Darren Westlake

Medal record

Paralympic athletics

Representing United Kingdom

Paralympic Games

= Darren Westlake =

British Paralympic athlete

Darren Westlake is a paralympic athlete from Great Britain competing mainly in category T12 1500 metre events. Darren has twice competed in the 1500m at the Paralympic games first in 2000 where he won a silver medal and then in the 2004 Summer Paralympics where he did not win a medal.

He has a dog called Ruth.

== Athletics career ==
He represented South Devon Athletic Club at a club level, as well as South West Road Runners.

In 2000, he was selected in the British team for the Paralympics, competing in the T12 1500 metres and winning a silver medal. He won the first heat, before finishing second behind the winner of the second heat in the final.

In 2001, he was selected for the International Blind Sports European Athletics Championships over the 1500 metres.
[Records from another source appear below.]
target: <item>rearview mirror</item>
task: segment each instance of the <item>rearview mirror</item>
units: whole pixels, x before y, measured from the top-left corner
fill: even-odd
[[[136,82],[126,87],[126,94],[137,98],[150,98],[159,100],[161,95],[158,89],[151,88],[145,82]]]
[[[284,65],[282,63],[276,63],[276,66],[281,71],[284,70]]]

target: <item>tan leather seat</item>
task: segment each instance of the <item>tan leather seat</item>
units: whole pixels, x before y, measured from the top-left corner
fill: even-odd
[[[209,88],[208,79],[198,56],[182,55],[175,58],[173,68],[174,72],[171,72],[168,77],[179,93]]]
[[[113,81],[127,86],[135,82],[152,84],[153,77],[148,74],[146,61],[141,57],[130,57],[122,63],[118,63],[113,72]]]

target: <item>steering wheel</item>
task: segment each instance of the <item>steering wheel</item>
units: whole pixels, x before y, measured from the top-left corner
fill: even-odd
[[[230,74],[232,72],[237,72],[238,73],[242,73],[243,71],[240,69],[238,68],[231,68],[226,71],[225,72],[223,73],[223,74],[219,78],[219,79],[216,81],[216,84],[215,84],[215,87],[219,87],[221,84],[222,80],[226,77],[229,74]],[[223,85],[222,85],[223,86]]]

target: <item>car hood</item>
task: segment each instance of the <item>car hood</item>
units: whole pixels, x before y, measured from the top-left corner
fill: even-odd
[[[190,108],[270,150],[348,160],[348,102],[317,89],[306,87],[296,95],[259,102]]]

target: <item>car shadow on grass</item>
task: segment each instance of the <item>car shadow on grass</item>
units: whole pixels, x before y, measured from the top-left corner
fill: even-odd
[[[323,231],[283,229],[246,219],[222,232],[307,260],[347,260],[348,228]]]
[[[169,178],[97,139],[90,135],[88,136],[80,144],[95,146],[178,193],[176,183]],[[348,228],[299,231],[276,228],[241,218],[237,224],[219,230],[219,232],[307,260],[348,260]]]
In 2003, he was selected for and competed in the International Blind Sports Association Games in Quebec, where he competed in the men's B2 1500 metres. He ran comfortably in the heats, qualifying for the final. In the final, he finished in third with 4:00.95 for bronze.

In 2004, he was selected again in the British team for the Paralympics, and competed in the T13 1500 metres. He came third in his heat, before finishing eleventh in the final.